Set in Chile, “Aftershock” follows a group of travelers — the American “Gringo” (Roth) and his Chilean friends Ariel (Ariel Levy) and Pollo (Nicolás Martínez), as well as European tourists Monica (Andrea Osvárt), Kylie (Lorenza Izzo) and Irina (Natasha Yarovenko) — who must put all their minor problems aside to find out how to survive when a massive earthquake shakes the city and brings chaos and madness.
“In ‘Aftershock,’ we really build up the characters,” Roth said. “But we really wanted to build up the minor problems that seemed hugely important. And then the earthquake happens and nothing matters except surviving. And that’s the point. It takes an event like that to put into perspective all the things we think are such big deals.”
Roth has built a great reputation among horror fans from his films like “Cabin Fever” and the “Hostel” series, but this is his first partnership with director Nicolás López. As Roth has done in previous films, he was not afraid of breaking the conventions and rules of modern cinema, pointing out that if “Aftershock” were a Hollywood movie, the earthquake would have happened 20 minutes into the film. Instead, Roth was more interested in allowing the audience to become familiarized with the characters.

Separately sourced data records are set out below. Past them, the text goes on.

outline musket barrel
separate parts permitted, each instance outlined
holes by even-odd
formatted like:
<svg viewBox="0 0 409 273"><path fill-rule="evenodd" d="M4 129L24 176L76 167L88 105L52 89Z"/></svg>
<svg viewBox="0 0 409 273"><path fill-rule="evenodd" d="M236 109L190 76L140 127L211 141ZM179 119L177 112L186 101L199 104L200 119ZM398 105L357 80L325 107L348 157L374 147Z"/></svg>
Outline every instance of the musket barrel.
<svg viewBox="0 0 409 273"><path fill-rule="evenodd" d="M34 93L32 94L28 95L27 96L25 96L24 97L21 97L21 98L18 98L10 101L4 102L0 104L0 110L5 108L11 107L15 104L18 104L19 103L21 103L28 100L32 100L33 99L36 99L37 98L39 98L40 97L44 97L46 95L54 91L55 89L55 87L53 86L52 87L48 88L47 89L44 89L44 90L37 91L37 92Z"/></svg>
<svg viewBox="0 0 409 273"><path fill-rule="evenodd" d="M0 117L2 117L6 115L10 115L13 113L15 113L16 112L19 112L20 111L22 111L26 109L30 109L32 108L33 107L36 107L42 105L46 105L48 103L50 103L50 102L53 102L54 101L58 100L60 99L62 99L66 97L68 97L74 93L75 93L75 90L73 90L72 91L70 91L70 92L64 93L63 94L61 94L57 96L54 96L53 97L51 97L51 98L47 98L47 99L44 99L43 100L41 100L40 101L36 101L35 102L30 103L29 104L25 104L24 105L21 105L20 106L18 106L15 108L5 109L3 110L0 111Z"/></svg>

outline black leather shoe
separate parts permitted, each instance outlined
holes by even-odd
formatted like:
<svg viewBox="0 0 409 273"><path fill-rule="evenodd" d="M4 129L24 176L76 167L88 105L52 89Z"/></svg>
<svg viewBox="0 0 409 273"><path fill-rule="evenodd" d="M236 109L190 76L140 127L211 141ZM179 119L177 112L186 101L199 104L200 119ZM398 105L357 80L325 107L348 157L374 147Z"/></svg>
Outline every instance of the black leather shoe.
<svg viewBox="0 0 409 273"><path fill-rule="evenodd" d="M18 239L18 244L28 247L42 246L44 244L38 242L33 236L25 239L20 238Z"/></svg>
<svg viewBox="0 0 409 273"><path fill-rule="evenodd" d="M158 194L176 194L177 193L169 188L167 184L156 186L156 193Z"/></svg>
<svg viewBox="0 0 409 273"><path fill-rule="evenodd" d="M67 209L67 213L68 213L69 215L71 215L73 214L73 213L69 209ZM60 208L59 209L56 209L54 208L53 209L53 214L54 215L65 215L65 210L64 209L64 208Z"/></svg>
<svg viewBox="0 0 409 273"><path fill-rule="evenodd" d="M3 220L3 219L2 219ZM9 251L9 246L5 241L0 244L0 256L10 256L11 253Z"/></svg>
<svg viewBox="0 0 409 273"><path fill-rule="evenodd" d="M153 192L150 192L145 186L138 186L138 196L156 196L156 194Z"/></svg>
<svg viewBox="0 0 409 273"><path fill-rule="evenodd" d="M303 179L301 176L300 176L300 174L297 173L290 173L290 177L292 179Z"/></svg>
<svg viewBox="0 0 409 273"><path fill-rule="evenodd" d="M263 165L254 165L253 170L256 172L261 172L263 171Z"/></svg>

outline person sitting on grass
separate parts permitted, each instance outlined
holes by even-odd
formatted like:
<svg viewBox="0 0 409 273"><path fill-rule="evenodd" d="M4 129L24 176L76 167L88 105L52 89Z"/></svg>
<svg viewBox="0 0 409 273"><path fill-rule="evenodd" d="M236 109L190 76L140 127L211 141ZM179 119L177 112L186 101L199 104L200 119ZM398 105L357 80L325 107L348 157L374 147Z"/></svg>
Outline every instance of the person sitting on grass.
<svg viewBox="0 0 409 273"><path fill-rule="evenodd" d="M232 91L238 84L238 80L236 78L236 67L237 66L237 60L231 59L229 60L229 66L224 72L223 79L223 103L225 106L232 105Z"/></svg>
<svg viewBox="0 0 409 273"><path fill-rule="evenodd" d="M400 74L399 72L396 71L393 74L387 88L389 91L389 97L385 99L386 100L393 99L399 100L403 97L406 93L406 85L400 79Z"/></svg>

“Every decision that these characters make … I want you to know why,” he explained. “The movie is really about moral choices, and we can break the rules by having characters do things that we understand. But it’s like, ‘Oh God,’ you’re cringing in pain that they’re making that choice, but you get it. You get why they do it. It’s a human choice.”

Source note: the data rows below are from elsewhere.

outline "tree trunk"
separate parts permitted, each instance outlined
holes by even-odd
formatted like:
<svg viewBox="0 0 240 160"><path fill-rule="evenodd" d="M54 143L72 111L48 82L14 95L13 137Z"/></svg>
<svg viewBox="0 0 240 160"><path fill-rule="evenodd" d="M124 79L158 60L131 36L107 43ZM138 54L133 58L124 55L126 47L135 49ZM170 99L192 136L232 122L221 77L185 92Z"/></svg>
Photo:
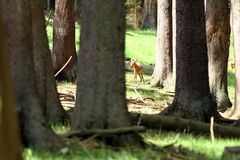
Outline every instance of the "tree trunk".
<svg viewBox="0 0 240 160"><path fill-rule="evenodd" d="M74 0L57 0L53 21L53 67L54 72L59 71L68 59L71 62L58 75L59 79L73 80L73 64L77 60L75 48L75 17Z"/></svg>
<svg viewBox="0 0 240 160"><path fill-rule="evenodd" d="M172 0L158 0L156 66L151 79L152 86L173 83Z"/></svg>
<svg viewBox="0 0 240 160"><path fill-rule="evenodd" d="M77 101L72 129L131 126L124 73L124 1L82 0ZM133 136L107 139L112 145L136 143Z"/></svg>
<svg viewBox="0 0 240 160"><path fill-rule="evenodd" d="M234 55L235 55L235 99L232 113L232 118L240 117L240 1L232 1L232 16L233 16L233 37L234 37Z"/></svg>
<svg viewBox="0 0 240 160"><path fill-rule="evenodd" d="M144 0L142 29L157 29L157 0Z"/></svg>
<svg viewBox="0 0 240 160"><path fill-rule="evenodd" d="M64 122L66 113L61 106L53 75L51 53L40 0L32 2L33 54L37 91L43 112L49 123Z"/></svg>
<svg viewBox="0 0 240 160"><path fill-rule="evenodd" d="M9 69L9 54L3 33L0 17L0 159L21 160L21 142Z"/></svg>
<svg viewBox="0 0 240 160"><path fill-rule="evenodd" d="M227 90L227 65L230 44L230 9L228 0L206 0L209 85L217 109L232 106Z"/></svg>
<svg viewBox="0 0 240 160"><path fill-rule="evenodd" d="M204 0L176 0L176 6L175 97L163 113L209 121L217 110L208 83Z"/></svg>
<svg viewBox="0 0 240 160"><path fill-rule="evenodd" d="M31 2L2 0L14 91L24 145L60 147L62 141L47 126L37 95L33 64ZM13 34L14 33L14 34Z"/></svg>

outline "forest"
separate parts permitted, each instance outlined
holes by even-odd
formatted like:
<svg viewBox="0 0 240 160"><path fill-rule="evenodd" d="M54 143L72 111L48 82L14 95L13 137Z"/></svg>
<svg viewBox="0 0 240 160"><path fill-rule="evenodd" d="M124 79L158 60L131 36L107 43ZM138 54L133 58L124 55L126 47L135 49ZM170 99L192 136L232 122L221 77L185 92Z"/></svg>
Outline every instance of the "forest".
<svg viewBox="0 0 240 160"><path fill-rule="evenodd" d="M239 160L240 0L1 0L0 160Z"/></svg>

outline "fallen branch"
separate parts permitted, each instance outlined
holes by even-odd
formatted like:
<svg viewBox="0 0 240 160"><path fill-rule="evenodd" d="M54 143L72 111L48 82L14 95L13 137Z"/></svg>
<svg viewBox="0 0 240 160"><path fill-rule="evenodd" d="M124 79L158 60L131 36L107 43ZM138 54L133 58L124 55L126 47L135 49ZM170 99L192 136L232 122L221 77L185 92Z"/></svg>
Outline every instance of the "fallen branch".
<svg viewBox="0 0 240 160"><path fill-rule="evenodd" d="M196 134L209 134L209 123L187 120L183 118L168 117L159 114L147 115L131 113L131 118L140 125L151 129L163 129L168 131L188 131ZM222 137L240 137L240 128L225 126L220 124L214 125L214 134Z"/></svg>
<svg viewBox="0 0 240 160"><path fill-rule="evenodd" d="M70 131L64 134L64 137L86 137L97 135L100 137L108 137L112 135L130 134L144 132L145 127L143 126L132 126L132 127L122 127L122 128L112 128L112 129L86 129L86 130L76 130Z"/></svg>

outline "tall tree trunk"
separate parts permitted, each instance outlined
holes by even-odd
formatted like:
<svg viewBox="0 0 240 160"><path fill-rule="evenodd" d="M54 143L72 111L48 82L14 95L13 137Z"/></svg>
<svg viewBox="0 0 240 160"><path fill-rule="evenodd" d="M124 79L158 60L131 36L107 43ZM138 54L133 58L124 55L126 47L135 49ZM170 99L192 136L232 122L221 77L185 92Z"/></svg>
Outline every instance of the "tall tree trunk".
<svg viewBox="0 0 240 160"><path fill-rule="evenodd" d="M217 111L208 83L204 0L176 0L176 6L175 97L164 112L183 118L208 121L211 114Z"/></svg>
<svg viewBox="0 0 240 160"><path fill-rule="evenodd" d="M72 129L131 125L125 95L124 13L124 1L82 0L77 102ZM113 137L107 142L136 142L133 137Z"/></svg>
<svg viewBox="0 0 240 160"><path fill-rule="evenodd" d="M53 21L53 67L55 73L59 71L72 56L68 67L58 77L72 80L72 66L77 60L75 48L75 16L74 0L57 0Z"/></svg>
<svg viewBox="0 0 240 160"><path fill-rule="evenodd" d="M16 104L7 44L3 33L2 17L0 16L0 159L21 160Z"/></svg>
<svg viewBox="0 0 240 160"><path fill-rule="evenodd" d="M158 0L156 65L151 79L152 86L172 84L172 0Z"/></svg>
<svg viewBox="0 0 240 160"><path fill-rule="evenodd" d="M31 2L2 0L4 24L24 145L60 147L62 141L47 125L40 105L33 64ZM13 34L14 33L14 34Z"/></svg>
<svg viewBox="0 0 240 160"><path fill-rule="evenodd" d="M235 55L235 99L232 113L232 118L239 119L240 117L240 1L232 0L232 23L234 37L234 55Z"/></svg>
<svg viewBox="0 0 240 160"><path fill-rule="evenodd" d="M142 29L157 29L157 0L144 0Z"/></svg>
<svg viewBox="0 0 240 160"><path fill-rule="evenodd" d="M64 122L66 113L61 106L53 75L51 53L40 0L32 1L33 54L37 91L43 112L50 123Z"/></svg>
<svg viewBox="0 0 240 160"><path fill-rule="evenodd" d="M206 0L209 85L220 111L232 106L227 90L227 65L230 44L228 0Z"/></svg>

Roth has been fascinated by the horror genre since a young age. He remembers vomiting after every horror movie he would see growing up. Making these films as an adult is not only meant to confront his fear but also, as Roth explained, to be an expression of mankind’s natural fascination with death.
“One thing I found from a lot of actors is they’re fascinated to see their own death,” Roth explained. “People have come up to me for years and said, ‘I have no interest in being an actor, but I’d love to get killed in one of your movies.’ It’s a very human thing to wonder, what we are going to look like after we’re dead, and that’s why it’s so fun to kill people on film.”
“Aftershock” marks the beginning of a promising partnership between Roth and López. Production of the film went smoothly, and Roth feels honored to have been able to work with the filmmaker.
“I had the time of my life on ‘Aftershock,’” Roth said. “Nico’s so smart. I really think he’s an amazing filmmaker. It’s hard to comprehend. He’s a great example of a filmmaker that never waited for anyone’s permission and just figured it out, and just did it through creativity and hard work.”